Self-monitoring and self-management program implies that the patient takes responsibility about the control of its anticoagulation treatment with a portable coagulometer that allows a more frequent international normalized ratio (INR) monitoring and dose adjustment as required, leading to a better anticoagulation control [6]. In this context, oral anticoagulation self-monitoring and self-management could be an alternative, as it has demonstrated some benefits over the traditional method, including an improvement of quality of life (QoL) and a reduction of work absenteeism, unnecessary displacements or treatment-associated complications [6–9]. In addition, different meta-analyses have shown that compared with the traditional management, self-monitoring and self-management can improve the quality of the oral anticoagulation therapy, leading to a reduction of thromboembolic complications [6,10]. However, oral anticoagulation self-monitoring and self-management may be applied only to selected patients [11]. In fact, it has been estimated that around 10–80% of anticoagulated patients could fulfill eligibility criteria for this approach [12,13].
On the other hand, patients with mechanical heart valve prosthesis require an excellent anticoagulation control, as these patients have a higher risk of thromboembolic and bleeding complications than nonvalvular atrial fibrillation patients [14]. In fact, it has been reported that better anticoagulation control improves survival among patients with mechanical heart valve prosthesis [9].
In this context, the management of anticoagulation with VKA after mechanical valve replacement may be improved with self-monitoring [15–17].
The aim of this study was to analyze the initial impact of the implementation of an oral anticoagulation self-monitoring and self-management program among patients with mechanical valve prosthesis in the Hospital de Sant Joan Despí Moisès Broggi.
Materials & methods
Observational and retrospective study in which patients with mechanical heart valve prosthesis included in the oral anticoagulation self-monitoring and self-management program of the Hospital Moises Broggi de Sant Joan Despí were analyzed. The Hospital Moises Broggi (Sant Joan Despi and Hospitalet de Llobregat) is a regional hospital (level 2) with a total of 360 beds, located at the south metropolitan area of Barcelona, Spain.
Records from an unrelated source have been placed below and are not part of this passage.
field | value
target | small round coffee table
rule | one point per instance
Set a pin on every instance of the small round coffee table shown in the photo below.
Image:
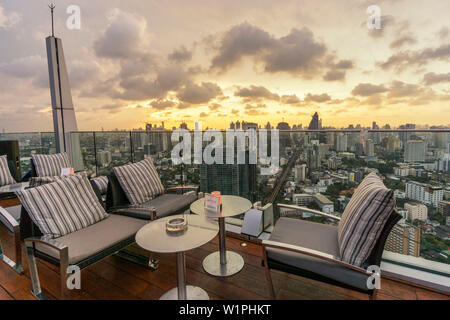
(223, 263)
(153, 237)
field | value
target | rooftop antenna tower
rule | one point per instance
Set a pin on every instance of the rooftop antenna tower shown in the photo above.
(52, 7)
(64, 120)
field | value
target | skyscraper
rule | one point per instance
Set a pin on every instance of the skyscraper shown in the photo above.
(404, 239)
(229, 179)
(415, 151)
(314, 124)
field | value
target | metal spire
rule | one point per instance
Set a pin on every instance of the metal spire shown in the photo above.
(52, 6)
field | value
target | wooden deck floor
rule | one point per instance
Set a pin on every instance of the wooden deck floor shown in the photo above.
(115, 278)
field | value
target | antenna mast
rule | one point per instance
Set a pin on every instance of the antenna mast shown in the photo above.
(52, 7)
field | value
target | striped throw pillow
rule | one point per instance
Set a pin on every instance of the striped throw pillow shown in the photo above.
(101, 183)
(39, 181)
(140, 181)
(5, 175)
(363, 219)
(62, 207)
(50, 164)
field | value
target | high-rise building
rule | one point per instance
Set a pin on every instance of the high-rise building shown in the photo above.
(415, 151)
(314, 124)
(427, 194)
(300, 173)
(341, 142)
(404, 239)
(229, 179)
(416, 211)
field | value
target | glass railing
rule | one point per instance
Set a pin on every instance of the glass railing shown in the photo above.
(317, 168)
(31, 143)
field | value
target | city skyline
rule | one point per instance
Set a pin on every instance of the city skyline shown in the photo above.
(145, 63)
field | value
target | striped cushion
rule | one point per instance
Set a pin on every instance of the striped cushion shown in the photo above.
(50, 164)
(5, 175)
(140, 181)
(39, 181)
(363, 219)
(101, 183)
(62, 207)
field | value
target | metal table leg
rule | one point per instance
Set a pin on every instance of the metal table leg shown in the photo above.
(223, 263)
(182, 291)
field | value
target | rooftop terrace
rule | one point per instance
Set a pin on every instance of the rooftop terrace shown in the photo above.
(115, 278)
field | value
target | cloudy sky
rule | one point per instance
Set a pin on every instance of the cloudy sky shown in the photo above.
(218, 61)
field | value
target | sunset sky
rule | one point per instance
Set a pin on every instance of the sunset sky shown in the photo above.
(218, 61)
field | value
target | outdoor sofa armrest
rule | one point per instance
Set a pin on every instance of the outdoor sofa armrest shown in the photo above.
(304, 209)
(48, 242)
(310, 252)
(8, 219)
(185, 189)
(125, 209)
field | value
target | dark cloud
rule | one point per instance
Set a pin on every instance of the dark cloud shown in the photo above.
(334, 75)
(290, 99)
(367, 89)
(180, 55)
(112, 108)
(196, 94)
(433, 78)
(240, 41)
(386, 21)
(444, 33)
(400, 89)
(123, 37)
(162, 104)
(256, 92)
(401, 60)
(298, 52)
(344, 64)
(337, 70)
(401, 41)
(215, 107)
(255, 110)
(317, 97)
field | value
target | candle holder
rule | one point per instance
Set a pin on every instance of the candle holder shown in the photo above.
(176, 226)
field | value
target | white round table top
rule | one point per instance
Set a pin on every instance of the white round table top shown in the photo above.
(231, 206)
(153, 236)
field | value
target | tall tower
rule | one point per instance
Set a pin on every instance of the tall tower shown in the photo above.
(64, 120)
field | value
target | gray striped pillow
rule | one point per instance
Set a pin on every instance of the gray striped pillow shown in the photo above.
(62, 207)
(101, 183)
(363, 219)
(5, 175)
(140, 181)
(39, 181)
(50, 164)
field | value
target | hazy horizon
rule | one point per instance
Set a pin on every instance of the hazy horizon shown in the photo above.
(220, 61)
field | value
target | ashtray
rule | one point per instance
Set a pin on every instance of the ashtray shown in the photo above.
(176, 226)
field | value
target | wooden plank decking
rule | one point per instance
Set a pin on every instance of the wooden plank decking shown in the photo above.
(115, 278)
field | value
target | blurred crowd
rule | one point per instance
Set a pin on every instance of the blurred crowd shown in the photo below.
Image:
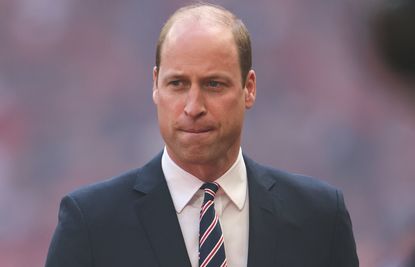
(336, 100)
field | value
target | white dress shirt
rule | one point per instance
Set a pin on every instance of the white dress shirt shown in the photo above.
(231, 205)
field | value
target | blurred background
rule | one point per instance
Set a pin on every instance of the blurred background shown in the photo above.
(336, 100)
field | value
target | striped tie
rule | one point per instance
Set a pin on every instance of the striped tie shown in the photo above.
(211, 246)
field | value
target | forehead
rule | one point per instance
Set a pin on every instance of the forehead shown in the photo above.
(192, 40)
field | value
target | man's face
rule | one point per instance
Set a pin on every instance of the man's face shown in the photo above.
(199, 95)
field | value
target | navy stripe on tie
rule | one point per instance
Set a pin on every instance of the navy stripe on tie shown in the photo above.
(211, 245)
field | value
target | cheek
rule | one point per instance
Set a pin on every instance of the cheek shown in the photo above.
(168, 107)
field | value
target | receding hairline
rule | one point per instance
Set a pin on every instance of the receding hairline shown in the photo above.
(207, 14)
(200, 13)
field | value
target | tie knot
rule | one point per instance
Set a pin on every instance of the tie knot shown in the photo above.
(210, 188)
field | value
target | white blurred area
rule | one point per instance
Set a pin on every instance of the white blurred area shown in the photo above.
(75, 107)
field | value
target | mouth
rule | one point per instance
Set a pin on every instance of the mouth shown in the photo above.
(196, 131)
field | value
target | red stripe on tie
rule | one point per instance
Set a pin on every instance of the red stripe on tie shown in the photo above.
(209, 230)
(213, 252)
(205, 208)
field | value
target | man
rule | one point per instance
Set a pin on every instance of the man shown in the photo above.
(201, 202)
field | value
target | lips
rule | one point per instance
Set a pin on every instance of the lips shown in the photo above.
(196, 131)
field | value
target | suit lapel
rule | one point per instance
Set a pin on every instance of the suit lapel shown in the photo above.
(157, 215)
(263, 218)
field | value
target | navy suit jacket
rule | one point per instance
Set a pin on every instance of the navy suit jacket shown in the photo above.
(130, 221)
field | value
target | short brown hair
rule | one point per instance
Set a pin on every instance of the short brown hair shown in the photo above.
(219, 15)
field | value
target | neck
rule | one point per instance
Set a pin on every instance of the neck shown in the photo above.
(208, 171)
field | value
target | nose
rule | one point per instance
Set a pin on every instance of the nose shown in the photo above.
(195, 102)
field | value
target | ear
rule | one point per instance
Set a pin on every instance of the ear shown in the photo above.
(155, 85)
(250, 89)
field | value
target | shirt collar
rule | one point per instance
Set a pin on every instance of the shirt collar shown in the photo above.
(183, 185)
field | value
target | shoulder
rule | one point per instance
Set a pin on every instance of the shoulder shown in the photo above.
(106, 192)
(295, 190)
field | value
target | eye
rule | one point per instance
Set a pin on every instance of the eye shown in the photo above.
(214, 84)
(175, 83)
To select patients, a prescreening was performed among the entire population of patients in long-term anticoagulation treatment (for at least 3 months) older than 18 years. Those who were carriers of single or multiple mechanical valves were preselected. These patients were informed of this preselection, and of the existence of the program and its complete characteristics. Informed consent was obtained orally from the study participants before inclusion. During the selection phase, those patients who could not carry out a correct self-control at the discretion of the hemostasis evaluating staff were excluded. Exclusion criteria included: manifest inability to understand the operation of the INR determination systems or the dosage system and the unavailability of a mobile phone to download the control app or access the internet, as well as at the request of the patient. The study was conducted in compliance with the approval opinion received by Institutional Review Board.
The oral anticoagulation self-monitoring and self-management program started on 5 June 2019. Before the inclusion, patients were specifically educated and trained for this program. This self-control program was performed by the hemostasis service. The training course consisted of a 2-h module, which included basic skills on the use of a coagulometer, interpretation of INR values and VKA drug dosage. The patients had to demonstrate that they could follow the procedures adequately and the evaluation was carried out by the training staff during the course. The course was taught by a specialized nurse from the Haemostasis Service. All patients used the CoaguChek® S or CoaguChek XS portable coagulometer (Roche Diagnostics, Switzerland) equipped with Coaguchek PT test strips. The dosing schedule established a weekly INR determination frequency together with dose modification instructions based on the determined INR value. The patient had to enter the INR value in the TAONet® app or website. TAONet was the application that managed all the information of the oral anticoagulant therapy control system. It required access by individualized and secret password for each patient. The data that the patient could view included: parentage data, center responsible for control, reason for the anticoagulation indication, coagulometer serial number, previous INR (up to 5) and previous dosing schedules, target therapeutic range, list of levels of dosage, dosage proposed by the algorithm (highlighted and clearly visible), screen for communicating comments to the center and screen for patient response.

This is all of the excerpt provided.